Moja rada: kup bilety nie sadzę żeby odmówił
napisał/a: maleństwo_ 2008-11-03 13:24
Stwierdziłam, że lepiej nie robić mu takiej niespodzianki :P Powiedziałam wprost i powiedział, że chętnie pójdzie, a wcześniej mówił, że nie pójdzie-tak dla zasady :P
napisał/a: make me feel 2008-11-05 03:37
szkoda, ze obyło sie bez niespodzianki...mogłaś zaryzykować.

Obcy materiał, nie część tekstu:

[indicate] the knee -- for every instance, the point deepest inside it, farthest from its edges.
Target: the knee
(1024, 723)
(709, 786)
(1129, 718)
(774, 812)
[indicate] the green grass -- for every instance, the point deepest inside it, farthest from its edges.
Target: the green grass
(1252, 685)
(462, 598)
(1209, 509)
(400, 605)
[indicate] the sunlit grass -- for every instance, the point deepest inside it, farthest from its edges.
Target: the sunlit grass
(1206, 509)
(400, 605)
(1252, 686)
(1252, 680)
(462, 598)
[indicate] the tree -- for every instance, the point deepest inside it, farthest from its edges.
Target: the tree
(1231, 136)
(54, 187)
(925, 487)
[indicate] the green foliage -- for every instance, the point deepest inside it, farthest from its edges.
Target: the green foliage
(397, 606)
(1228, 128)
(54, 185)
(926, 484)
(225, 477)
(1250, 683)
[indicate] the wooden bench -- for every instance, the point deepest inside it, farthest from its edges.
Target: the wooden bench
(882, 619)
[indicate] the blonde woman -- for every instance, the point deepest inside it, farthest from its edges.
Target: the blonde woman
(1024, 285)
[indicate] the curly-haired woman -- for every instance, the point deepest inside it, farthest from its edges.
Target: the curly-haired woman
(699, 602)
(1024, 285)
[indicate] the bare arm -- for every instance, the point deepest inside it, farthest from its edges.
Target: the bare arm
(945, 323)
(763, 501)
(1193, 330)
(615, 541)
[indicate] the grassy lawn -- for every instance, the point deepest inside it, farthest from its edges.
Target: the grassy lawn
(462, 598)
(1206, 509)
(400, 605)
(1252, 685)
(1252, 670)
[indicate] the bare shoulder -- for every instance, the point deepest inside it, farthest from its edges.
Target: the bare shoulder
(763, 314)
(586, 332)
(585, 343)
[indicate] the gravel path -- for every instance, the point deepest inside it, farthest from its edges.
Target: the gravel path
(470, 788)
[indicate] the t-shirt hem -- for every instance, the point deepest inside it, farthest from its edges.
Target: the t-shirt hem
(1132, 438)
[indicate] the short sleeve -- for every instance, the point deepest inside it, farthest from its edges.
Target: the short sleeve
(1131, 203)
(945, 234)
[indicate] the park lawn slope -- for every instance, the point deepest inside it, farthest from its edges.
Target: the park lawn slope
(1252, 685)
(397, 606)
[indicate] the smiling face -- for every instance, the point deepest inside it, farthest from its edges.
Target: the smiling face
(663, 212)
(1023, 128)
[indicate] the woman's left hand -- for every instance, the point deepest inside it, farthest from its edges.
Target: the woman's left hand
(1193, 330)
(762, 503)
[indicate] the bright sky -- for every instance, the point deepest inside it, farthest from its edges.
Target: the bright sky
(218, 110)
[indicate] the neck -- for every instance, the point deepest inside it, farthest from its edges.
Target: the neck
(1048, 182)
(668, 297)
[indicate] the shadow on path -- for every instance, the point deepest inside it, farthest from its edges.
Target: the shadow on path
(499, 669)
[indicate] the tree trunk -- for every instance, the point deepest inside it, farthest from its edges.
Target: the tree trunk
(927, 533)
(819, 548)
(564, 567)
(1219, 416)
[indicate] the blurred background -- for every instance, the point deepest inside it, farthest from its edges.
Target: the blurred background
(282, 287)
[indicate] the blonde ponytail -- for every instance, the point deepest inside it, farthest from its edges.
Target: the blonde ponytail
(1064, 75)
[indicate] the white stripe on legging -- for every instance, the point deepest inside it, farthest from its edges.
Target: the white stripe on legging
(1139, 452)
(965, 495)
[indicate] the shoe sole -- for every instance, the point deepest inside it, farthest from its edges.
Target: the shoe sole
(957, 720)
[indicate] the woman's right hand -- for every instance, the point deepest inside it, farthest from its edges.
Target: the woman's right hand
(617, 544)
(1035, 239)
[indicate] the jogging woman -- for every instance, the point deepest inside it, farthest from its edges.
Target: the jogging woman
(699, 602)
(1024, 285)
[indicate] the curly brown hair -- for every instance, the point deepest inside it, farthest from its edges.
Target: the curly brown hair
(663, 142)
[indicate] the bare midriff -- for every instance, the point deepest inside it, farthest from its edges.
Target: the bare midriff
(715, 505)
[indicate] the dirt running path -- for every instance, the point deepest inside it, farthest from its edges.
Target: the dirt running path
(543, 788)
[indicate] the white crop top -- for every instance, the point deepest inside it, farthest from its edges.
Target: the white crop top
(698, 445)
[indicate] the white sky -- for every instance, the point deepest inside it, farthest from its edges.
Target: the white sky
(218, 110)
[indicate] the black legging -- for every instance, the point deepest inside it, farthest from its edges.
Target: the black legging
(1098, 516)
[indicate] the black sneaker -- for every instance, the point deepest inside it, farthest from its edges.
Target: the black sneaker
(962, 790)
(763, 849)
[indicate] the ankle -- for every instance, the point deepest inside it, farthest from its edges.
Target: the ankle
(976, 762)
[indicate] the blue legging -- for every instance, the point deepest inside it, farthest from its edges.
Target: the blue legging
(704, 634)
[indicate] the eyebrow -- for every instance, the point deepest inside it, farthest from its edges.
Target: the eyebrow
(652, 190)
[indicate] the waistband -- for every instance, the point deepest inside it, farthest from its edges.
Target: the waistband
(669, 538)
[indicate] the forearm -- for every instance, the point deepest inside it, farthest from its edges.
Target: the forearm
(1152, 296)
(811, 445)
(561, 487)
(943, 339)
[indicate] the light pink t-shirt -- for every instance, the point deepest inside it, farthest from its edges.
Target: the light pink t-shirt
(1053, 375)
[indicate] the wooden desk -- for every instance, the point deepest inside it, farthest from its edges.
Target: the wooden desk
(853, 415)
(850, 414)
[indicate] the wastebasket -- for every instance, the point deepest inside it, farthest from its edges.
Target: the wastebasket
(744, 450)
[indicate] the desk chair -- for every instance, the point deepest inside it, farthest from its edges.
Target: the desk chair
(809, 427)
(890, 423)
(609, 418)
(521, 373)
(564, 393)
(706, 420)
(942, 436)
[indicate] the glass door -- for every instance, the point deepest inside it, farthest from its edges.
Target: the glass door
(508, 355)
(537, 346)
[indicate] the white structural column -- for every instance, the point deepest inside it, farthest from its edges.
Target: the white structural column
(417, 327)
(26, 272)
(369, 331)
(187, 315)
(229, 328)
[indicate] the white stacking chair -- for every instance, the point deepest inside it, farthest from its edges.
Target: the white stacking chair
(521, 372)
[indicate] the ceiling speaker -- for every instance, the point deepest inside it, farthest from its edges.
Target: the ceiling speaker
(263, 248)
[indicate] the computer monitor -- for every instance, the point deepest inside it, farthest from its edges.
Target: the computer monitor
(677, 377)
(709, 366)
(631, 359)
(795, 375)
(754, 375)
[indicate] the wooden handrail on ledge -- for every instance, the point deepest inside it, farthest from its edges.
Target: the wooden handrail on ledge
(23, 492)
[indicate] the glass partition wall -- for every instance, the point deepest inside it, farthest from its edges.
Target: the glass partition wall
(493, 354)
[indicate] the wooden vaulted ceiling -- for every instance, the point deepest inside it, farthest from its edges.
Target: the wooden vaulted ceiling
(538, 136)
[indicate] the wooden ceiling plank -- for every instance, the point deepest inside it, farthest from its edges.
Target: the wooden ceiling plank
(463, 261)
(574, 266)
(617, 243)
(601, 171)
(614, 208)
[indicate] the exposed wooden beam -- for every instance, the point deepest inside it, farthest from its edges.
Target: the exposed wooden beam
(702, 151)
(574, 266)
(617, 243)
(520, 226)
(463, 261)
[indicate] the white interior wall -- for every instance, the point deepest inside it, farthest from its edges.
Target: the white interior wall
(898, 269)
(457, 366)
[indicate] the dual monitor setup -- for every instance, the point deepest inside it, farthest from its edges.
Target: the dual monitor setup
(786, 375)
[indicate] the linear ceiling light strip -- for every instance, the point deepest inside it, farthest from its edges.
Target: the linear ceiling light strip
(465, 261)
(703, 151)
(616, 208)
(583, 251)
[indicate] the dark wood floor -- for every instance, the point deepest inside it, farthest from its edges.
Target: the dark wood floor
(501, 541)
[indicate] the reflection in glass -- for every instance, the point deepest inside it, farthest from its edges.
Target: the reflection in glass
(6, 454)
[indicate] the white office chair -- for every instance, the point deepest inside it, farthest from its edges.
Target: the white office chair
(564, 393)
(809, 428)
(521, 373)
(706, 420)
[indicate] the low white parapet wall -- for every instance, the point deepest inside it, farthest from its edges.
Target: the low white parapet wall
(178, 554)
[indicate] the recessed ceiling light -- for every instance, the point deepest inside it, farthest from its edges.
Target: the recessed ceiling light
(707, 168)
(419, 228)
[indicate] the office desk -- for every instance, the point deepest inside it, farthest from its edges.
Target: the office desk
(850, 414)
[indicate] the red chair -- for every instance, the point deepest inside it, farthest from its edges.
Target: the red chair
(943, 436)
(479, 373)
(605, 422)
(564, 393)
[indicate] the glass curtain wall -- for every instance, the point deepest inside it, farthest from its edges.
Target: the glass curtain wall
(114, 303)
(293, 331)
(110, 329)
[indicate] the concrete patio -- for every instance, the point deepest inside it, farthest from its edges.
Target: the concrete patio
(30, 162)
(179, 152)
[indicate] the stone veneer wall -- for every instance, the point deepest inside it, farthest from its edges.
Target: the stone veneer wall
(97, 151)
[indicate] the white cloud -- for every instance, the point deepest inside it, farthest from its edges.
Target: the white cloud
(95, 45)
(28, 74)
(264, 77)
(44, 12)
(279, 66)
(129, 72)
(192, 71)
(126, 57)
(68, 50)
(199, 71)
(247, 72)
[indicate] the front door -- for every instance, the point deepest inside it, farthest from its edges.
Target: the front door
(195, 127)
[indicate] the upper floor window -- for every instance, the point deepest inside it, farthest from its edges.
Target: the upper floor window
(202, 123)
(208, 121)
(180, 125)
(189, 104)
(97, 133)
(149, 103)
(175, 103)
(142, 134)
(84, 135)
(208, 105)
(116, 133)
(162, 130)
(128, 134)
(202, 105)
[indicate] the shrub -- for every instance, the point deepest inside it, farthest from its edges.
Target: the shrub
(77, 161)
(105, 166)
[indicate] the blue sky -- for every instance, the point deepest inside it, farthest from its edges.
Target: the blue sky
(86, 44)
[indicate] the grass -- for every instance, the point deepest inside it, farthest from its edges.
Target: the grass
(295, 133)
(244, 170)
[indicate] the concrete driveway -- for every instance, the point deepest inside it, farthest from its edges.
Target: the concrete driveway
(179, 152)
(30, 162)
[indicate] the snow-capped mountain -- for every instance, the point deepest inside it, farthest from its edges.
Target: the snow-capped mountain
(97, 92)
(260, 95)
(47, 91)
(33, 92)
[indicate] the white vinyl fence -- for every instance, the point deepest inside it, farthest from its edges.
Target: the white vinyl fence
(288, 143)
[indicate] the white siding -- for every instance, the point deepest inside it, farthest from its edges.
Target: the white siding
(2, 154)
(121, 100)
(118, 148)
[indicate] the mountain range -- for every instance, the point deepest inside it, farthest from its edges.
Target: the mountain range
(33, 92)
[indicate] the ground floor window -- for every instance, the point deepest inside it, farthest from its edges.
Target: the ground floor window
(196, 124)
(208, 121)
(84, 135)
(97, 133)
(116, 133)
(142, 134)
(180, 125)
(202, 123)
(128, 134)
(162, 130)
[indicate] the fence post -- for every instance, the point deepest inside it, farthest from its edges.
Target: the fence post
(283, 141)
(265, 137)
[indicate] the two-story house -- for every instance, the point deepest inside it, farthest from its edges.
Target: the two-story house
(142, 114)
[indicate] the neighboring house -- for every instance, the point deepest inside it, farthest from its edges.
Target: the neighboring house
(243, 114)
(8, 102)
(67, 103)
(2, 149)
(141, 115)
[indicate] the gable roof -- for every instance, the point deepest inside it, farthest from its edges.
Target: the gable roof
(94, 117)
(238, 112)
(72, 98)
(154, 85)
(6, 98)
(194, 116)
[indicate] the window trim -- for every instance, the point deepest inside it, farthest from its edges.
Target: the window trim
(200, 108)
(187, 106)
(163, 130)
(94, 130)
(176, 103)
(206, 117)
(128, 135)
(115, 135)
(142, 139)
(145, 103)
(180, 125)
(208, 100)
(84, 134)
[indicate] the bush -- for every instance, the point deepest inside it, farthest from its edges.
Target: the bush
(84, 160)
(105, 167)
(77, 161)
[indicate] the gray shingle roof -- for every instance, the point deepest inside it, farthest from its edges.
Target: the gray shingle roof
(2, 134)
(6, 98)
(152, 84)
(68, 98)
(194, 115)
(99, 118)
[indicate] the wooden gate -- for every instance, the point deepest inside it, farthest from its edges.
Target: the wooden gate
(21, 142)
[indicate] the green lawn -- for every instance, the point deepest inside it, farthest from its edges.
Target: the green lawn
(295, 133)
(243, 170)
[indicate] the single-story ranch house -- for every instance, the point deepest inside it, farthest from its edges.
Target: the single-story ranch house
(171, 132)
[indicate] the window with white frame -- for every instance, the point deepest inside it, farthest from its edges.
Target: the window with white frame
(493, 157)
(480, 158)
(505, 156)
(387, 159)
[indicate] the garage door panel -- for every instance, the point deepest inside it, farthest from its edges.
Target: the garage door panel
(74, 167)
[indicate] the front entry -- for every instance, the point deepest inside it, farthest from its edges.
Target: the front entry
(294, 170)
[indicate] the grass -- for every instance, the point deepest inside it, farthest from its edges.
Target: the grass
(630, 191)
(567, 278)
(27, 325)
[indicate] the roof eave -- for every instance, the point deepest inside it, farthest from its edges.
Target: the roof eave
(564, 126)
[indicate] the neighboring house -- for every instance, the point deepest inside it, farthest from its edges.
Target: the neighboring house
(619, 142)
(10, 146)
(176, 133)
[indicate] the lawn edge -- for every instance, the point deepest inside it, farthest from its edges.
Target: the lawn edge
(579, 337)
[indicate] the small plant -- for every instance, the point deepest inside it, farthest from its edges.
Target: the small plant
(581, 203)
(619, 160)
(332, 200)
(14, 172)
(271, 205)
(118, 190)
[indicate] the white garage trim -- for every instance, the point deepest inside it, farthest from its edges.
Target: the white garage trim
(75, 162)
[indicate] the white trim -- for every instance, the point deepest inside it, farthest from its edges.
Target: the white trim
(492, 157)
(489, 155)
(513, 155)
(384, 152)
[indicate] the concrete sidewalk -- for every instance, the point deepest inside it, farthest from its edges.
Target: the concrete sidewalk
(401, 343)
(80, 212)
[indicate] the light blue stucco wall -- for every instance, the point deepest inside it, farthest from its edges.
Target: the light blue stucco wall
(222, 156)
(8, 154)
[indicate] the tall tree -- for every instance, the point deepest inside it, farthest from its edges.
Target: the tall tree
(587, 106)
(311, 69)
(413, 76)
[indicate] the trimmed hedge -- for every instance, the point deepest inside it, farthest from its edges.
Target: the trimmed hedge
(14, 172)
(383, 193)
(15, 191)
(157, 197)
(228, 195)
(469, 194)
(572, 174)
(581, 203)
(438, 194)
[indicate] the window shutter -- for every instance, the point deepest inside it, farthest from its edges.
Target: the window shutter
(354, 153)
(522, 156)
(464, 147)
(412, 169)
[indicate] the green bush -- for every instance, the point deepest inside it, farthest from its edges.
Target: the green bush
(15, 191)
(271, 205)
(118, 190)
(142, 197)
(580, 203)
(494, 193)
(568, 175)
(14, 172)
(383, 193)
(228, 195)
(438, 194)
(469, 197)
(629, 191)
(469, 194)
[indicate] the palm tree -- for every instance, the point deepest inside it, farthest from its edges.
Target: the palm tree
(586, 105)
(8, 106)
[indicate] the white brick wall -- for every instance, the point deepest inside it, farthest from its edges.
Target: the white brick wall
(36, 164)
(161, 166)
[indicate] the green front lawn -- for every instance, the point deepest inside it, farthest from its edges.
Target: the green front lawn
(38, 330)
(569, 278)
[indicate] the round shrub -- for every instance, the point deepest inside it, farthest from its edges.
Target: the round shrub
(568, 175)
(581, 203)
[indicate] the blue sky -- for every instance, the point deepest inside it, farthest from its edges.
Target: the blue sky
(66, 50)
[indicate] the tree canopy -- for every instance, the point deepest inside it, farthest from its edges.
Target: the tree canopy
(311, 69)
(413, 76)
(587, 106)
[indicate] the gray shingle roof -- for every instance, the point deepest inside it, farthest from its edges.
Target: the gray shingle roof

dlaczgeo faceci nie chodzą do teatru...myslę, że nie dlatego, że to "nie-meskie", ale przez lata ogłupiania liceum wpoili nam te poronione lektóry i obowiakowe - nudne wyjscia do teatru z klasa, z których się "urywało" na bilard i piwo... Potem przez ten pryzmat buduje się pojęcie o teatrze, w sumie wina polonistów...którzy nie umieja odpowiednio przedstawić teatru, a to przecież bardzo dobre miejce na wyjście, odreagwanie stresu...

Myślę, że na początek, aby zachęcic partnerke, ja sam zabrałbym ja na MayDay - nie ma nic bardziej smiesznego niż ta sztuka...od razu pokochałaby teatr...to przekona najbardziej zagorzałych przeciwników, którym teatralne sztuki kojarzą się z trudnym, zawiłym przekazem...itp.

To jeszcze zalezy od charakteru drugiej osoby...co lubi, miałem kiedys dziewczynę, która nalezała do sub-kultury gotyckiej, ja lubiłem chodzic do teatru, ona jakoś nie..ale nie nalegałem... Ona wolałaby pójśc na koncert Marilyna Mansona itp., zamiast do teatru..no ale takowe w PL sie nie odbywały...wtedy...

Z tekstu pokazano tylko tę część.